I rub the bridge of my nose. “Alexis, you just have to trust me.”
“Been there, done that,” she snaps, a little louder than she meant to, I can tell. Her voice lowers again. “You always get way too obsessed with these cases, Reggie, and it’s gonna get you killed one of these days. Let that shit go, whatever it is, and come home. Maybe you can get a job here in Alpharetta. You’re a good detective, the sheriff would be crazy not to take you. There’s this new guy at church that works in private security, if you’re done with the cop thing.”
Never in my life have I been able to just “let shit go.” Not since I saw our dad get gunned down in our front yard, at the same house my little sister still lives at. She’s too young to remember, but I do. I remember everything. I remember the way our middle sister shrieked without pause until the EMTs arrived, the way our mother’s face didn’t move for years, holding her own grief at bay so she could be there for us. I remember the grandparents I’d never met before flying down for the funeral. Mostly, I remember the day they called Mom to tell her they were closing the case, there was nothing more they could do. That was the first time she cried. For her, I’ve never let shit go, not even once.
“Yeah, maybe,” I say instead, sighing. This was a mistake. It would have been better to leave them wondering for a couple more weeks. I’ll be done with Miel and home in time for Easter; Mom will love that. “Listen, I gotta go—”
“No, fuck you, Reggie, I know that’s not true,” my sister growls into the phone, dangerously loud. If Mom hears her saying that kind of shit, Alexis will get a lashing of the tongue, if nothing else. Our mother doesn’t believe that her rule as a parent ends at eighteen. She’ll be on our asses until the damn grave. “Don’t you fucking dare hang up on me, dude. You’re—”
I dare to hang up on her.
She’ll be pissed, they’ll all be, but I have to do this. Miel Conde is a bad person, and I’m going to make her pay for her mistakes.
It’s what I do.
No one gets away on my watch.
Chapter Nine
/> Miel
It storms on Saturday, so it’s a slow night. Sometimes bad weather makes people rush to any indoor activity, sometimes it makes them hole up in their hotel rooms. It’s luck of the draw. Tonight, it’s bad luck for me.

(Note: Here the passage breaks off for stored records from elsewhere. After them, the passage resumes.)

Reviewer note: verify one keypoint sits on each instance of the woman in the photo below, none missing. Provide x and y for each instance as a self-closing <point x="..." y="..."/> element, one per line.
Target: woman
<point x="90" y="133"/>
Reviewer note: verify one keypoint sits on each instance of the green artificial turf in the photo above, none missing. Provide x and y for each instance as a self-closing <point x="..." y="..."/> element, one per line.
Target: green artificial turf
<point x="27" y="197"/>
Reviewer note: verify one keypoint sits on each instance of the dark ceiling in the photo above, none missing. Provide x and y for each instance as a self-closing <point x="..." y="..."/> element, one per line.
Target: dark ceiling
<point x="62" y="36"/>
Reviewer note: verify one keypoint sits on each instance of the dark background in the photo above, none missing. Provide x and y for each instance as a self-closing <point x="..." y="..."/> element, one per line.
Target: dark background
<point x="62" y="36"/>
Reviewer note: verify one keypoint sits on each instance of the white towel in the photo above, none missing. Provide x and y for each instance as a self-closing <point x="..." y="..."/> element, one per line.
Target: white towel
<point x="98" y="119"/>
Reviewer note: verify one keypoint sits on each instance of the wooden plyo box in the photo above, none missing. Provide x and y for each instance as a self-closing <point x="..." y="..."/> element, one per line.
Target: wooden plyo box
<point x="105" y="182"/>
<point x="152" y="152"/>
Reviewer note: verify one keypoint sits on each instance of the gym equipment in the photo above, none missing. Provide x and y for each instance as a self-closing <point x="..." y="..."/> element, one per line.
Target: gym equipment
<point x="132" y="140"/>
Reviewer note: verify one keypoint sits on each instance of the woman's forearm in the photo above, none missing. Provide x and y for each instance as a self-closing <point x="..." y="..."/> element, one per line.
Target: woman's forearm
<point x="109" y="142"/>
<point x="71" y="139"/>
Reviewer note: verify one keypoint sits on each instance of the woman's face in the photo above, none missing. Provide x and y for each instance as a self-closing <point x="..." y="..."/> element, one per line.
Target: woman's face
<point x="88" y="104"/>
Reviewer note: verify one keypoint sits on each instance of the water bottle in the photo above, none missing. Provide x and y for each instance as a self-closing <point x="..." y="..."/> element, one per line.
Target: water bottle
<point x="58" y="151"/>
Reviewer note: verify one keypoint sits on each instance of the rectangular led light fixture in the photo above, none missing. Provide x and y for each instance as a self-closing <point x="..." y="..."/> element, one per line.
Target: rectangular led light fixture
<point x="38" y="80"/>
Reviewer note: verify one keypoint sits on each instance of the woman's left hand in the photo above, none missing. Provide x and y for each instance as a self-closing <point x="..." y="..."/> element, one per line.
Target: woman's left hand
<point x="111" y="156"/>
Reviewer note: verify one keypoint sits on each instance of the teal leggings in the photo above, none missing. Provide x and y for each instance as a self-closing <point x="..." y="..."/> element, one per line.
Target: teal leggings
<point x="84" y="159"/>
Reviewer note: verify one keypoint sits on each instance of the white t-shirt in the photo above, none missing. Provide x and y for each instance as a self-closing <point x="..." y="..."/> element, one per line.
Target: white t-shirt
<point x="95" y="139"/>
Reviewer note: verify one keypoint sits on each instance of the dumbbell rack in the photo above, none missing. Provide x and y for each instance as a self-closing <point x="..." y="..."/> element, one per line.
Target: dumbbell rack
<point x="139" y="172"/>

The Breaker will be coming for King’s cut in a couple hours, so I busy myself running oily singles through the bill counter. We’re a little lower than last week. I can’t help but feel that’s somehow my fault. All I have to do is make sure things run smoothly, and things did, but I’ve never been more distracted. I hope this doesn’t make King change his mind about increasing our delivery.
I need to solve my Reggie Andrews problem, and fast.

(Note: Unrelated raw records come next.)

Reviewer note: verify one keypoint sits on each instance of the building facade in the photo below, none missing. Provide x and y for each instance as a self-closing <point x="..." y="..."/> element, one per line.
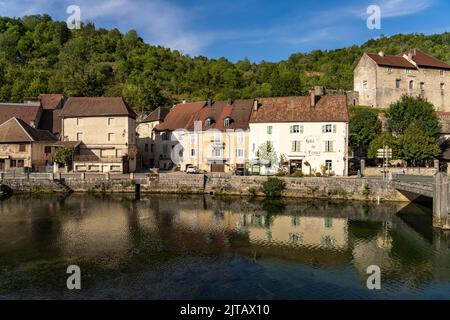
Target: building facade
<point x="24" y="148"/>
<point x="382" y="79"/>
<point x="306" y="134"/>
<point x="146" y="137"/>
<point x="106" y="130"/>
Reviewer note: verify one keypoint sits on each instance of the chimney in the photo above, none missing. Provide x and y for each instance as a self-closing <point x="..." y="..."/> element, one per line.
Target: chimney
<point x="255" y="105"/>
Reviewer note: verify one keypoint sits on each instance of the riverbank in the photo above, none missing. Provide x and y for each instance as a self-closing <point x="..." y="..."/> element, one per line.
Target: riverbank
<point x="341" y="188"/>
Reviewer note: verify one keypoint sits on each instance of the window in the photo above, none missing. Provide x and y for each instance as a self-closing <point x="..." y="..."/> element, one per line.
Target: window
<point x="328" y="222"/>
<point x="329" y="165"/>
<point x="328" y="128"/>
<point x="295" y="129"/>
<point x="240" y="137"/>
<point x="295" y="146"/>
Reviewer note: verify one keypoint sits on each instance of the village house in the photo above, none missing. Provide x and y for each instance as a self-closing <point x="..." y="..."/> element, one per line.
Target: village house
<point x="216" y="139"/>
<point x="307" y="134"/>
<point x="167" y="148"/>
<point x="104" y="129"/>
<point x="146" y="137"/>
<point x="382" y="79"/>
<point x="24" y="148"/>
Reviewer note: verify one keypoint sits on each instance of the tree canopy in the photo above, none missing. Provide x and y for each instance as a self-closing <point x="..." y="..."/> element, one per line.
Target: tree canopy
<point x="39" y="55"/>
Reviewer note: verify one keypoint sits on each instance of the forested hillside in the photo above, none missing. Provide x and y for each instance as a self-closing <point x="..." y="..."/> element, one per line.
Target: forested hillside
<point x="39" y="55"/>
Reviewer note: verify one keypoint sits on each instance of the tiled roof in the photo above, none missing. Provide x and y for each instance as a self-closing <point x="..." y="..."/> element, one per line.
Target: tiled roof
<point x="96" y="106"/>
<point x="237" y="111"/>
<point x="391" y="61"/>
<point x="28" y="112"/>
<point x="51" y="101"/>
<point x="157" y="115"/>
<point x="180" y="116"/>
<point x="17" y="130"/>
<point x="331" y="108"/>
<point x="424" y="60"/>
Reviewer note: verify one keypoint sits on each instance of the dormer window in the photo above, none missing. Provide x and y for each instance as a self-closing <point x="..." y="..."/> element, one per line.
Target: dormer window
<point x="208" y="122"/>
<point x="227" y="122"/>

Someone raps on the door, too light and shy to be Lucia. I shove the stacks of cash out of sight, and yell at the knocker to come in.

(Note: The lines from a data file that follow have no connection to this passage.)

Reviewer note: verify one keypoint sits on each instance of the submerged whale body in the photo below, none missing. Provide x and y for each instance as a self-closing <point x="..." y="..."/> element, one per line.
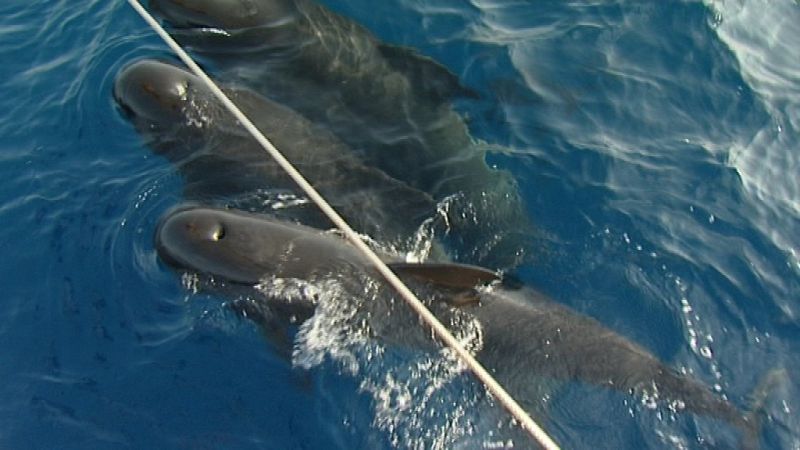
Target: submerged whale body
<point x="525" y="334"/>
<point x="219" y="161"/>
<point x="388" y="103"/>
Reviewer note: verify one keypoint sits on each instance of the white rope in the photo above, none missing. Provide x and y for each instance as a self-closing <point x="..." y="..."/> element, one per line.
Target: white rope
<point x="440" y="330"/>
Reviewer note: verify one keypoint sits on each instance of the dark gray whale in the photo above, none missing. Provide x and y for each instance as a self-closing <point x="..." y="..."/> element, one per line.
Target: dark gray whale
<point x="388" y="103"/>
<point x="525" y="334"/>
<point x="219" y="160"/>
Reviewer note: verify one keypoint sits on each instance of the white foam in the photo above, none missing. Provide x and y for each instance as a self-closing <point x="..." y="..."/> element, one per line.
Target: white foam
<point x="764" y="36"/>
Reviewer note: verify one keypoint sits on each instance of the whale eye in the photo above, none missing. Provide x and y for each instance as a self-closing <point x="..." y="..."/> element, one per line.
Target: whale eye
<point x="218" y="234"/>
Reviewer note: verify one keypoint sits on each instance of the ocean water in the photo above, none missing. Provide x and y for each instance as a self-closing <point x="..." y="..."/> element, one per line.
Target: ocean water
<point x="656" y="147"/>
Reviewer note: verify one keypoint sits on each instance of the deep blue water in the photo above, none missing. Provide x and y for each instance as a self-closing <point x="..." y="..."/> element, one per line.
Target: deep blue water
<point x="655" y="144"/>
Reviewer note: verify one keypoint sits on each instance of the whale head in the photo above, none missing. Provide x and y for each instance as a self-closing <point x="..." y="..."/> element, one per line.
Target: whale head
<point x="233" y="247"/>
<point x="155" y="92"/>
<point x="231" y="26"/>
<point x="246" y="248"/>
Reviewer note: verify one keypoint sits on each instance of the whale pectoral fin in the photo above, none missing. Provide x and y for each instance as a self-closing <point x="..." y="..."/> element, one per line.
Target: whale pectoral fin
<point x="751" y="428"/>
<point x="449" y="275"/>
<point x="435" y="80"/>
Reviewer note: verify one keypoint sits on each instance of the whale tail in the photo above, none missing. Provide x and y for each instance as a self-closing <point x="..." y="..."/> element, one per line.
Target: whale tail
<point x="752" y="421"/>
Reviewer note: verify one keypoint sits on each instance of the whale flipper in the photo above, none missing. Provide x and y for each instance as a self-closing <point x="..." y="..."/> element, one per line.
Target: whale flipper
<point x="449" y="275"/>
<point x="435" y="81"/>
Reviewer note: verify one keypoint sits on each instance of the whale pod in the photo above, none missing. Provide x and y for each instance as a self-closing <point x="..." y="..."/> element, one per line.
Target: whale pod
<point x="388" y="103"/>
<point x="526" y="335"/>
<point x="219" y="161"/>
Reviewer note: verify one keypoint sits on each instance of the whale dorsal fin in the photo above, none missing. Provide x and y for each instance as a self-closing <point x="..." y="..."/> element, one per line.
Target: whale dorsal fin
<point x="450" y="275"/>
<point x="436" y="81"/>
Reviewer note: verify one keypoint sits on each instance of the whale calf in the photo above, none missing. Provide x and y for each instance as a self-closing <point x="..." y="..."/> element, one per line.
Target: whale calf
<point x="525" y="334"/>
<point x="389" y="103"/>
<point x="219" y="161"/>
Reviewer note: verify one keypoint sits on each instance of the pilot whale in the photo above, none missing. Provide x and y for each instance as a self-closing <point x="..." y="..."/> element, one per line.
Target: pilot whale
<point x="220" y="161"/>
<point x="388" y="103"/>
<point x="525" y="334"/>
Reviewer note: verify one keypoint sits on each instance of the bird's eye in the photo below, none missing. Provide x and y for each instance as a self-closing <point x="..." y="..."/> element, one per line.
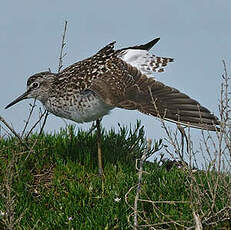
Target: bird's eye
<point x="35" y="85"/>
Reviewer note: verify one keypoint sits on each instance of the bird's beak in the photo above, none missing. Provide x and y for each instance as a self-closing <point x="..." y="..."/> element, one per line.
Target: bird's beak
<point x="18" y="99"/>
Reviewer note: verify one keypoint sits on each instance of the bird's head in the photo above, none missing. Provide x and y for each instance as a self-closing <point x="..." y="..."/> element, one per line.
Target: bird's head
<point x="38" y="87"/>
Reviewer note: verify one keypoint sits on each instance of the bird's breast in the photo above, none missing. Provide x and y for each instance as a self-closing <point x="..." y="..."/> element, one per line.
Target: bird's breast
<point x="79" y="108"/>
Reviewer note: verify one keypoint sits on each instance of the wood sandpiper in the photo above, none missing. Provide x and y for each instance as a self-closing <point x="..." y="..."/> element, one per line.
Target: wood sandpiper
<point x="90" y="89"/>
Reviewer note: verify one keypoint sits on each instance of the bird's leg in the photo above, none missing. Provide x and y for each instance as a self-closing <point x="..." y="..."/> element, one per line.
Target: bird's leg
<point x="99" y="144"/>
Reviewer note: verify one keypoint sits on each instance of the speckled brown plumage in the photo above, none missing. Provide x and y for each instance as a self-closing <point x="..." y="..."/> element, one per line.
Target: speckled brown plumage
<point x="89" y="89"/>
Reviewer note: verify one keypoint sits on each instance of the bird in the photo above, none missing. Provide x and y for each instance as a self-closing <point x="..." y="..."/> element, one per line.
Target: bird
<point x="89" y="89"/>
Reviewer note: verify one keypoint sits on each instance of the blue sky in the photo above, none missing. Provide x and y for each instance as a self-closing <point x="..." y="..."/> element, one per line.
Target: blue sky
<point x="196" y="33"/>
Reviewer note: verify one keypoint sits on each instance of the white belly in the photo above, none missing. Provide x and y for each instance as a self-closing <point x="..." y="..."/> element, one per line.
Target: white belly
<point x="88" y="110"/>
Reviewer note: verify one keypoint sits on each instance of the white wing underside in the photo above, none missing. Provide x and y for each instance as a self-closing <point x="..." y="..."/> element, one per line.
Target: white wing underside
<point x="144" y="61"/>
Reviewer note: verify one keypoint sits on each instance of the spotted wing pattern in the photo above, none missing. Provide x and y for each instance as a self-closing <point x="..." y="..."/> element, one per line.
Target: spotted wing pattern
<point x="130" y="89"/>
<point x="139" y="57"/>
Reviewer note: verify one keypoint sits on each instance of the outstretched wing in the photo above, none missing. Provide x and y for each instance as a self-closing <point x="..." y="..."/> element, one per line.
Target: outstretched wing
<point x="126" y="87"/>
<point x="139" y="57"/>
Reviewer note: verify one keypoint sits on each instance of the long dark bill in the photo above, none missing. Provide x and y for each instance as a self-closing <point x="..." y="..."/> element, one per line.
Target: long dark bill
<point x="18" y="99"/>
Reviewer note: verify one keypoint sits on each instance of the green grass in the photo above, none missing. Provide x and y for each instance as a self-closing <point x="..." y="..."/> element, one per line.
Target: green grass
<point x="56" y="186"/>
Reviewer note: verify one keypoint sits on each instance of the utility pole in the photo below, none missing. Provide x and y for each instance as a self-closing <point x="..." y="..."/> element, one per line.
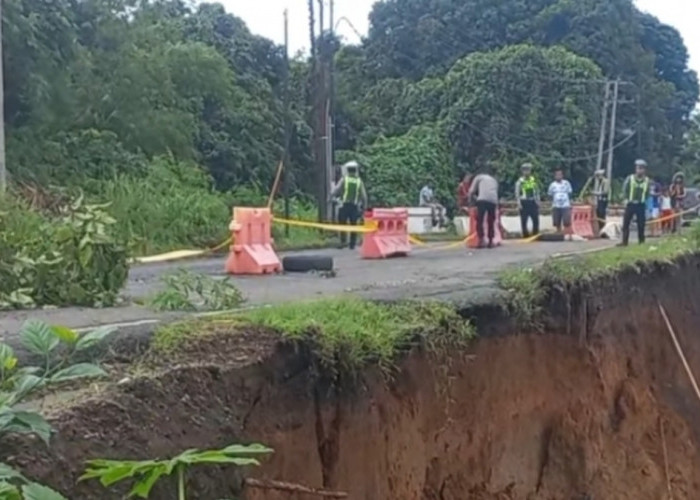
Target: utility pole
<point x="613" y="122"/>
<point x="603" y="127"/>
<point x="322" y="112"/>
<point x="331" y="70"/>
<point x="3" y="170"/>
<point x="287" y="123"/>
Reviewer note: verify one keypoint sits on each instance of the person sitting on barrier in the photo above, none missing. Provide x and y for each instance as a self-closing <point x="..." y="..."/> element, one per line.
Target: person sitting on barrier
<point x="527" y="192"/>
<point x="485" y="188"/>
<point x="426" y="198"/>
<point x="560" y="191"/>
<point x="677" y="198"/>
<point x="353" y="196"/>
<point x="635" y="190"/>
<point x="601" y="191"/>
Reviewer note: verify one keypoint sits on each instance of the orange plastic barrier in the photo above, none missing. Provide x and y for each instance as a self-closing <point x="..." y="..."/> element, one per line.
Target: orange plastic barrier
<point x="473" y="240"/>
<point x="582" y="220"/>
<point x="251" y="243"/>
<point x="391" y="236"/>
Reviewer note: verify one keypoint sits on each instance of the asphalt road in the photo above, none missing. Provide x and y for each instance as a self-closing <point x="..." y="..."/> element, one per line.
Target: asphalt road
<point x="429" y="272"/>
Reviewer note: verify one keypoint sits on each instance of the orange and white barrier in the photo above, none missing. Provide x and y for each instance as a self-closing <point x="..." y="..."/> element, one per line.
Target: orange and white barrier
<point x="582" y="221"/>
<point x="390" y="237"/>
<point x="251" y="249"/>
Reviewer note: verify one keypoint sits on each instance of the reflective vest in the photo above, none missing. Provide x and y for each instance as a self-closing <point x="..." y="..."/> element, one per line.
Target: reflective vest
<point x="638" y="190"/>
<point x="528" y="187"/>
<point x="352" y="188"/>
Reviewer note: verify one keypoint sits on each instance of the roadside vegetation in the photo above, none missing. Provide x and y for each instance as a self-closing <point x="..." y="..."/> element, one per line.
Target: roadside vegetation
<point x="349" y="331"/>
<point x="56" y="350"/>
<point x="526" y="288"/>
<point x="188" y="291"/>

It’s Mallory, one of the kids who helps run the bar on weekends. She’s way too young to be serving booze, but she needed the money, and I needed the cheap labor.
“Mal, what’s up?”
“Um,” she begins, tugging at the already loose knot of hair atop her head. “There’s something wrong with a delivery.”
“Okay, so get Liam, or Lucia.”
“They’re busy,” the young girl says quickly. She’s on edge, but she’s always been nervous by nature. It’s fucking annoying. “And the guy says he wants to talk to the boss.”
I sigh and push out of my chair. It’s late for a delivery, but with the kinds of deals King cuts for us, most of our business happens under the cover of darkness. I’m too tired to question it.
I follow Mal down the hall toward the back entrance, only realizing I left my leather jacket behind when we’re almost to our destination. The rain outside is hitting hard enough that I can hear it, even over the fading sounds of Sam’s set. Fuck, no wonder it’s a ghost town in here. Mal pushes the thick metal door open, and I follow her out, my hand up to shield my face from the downpour. It’s a useless gesture. In a moment, my hair is heavy and wet, and even my waterproof eyeliner must be dripping down my cheeks, beaten off by the sheer force of the storm.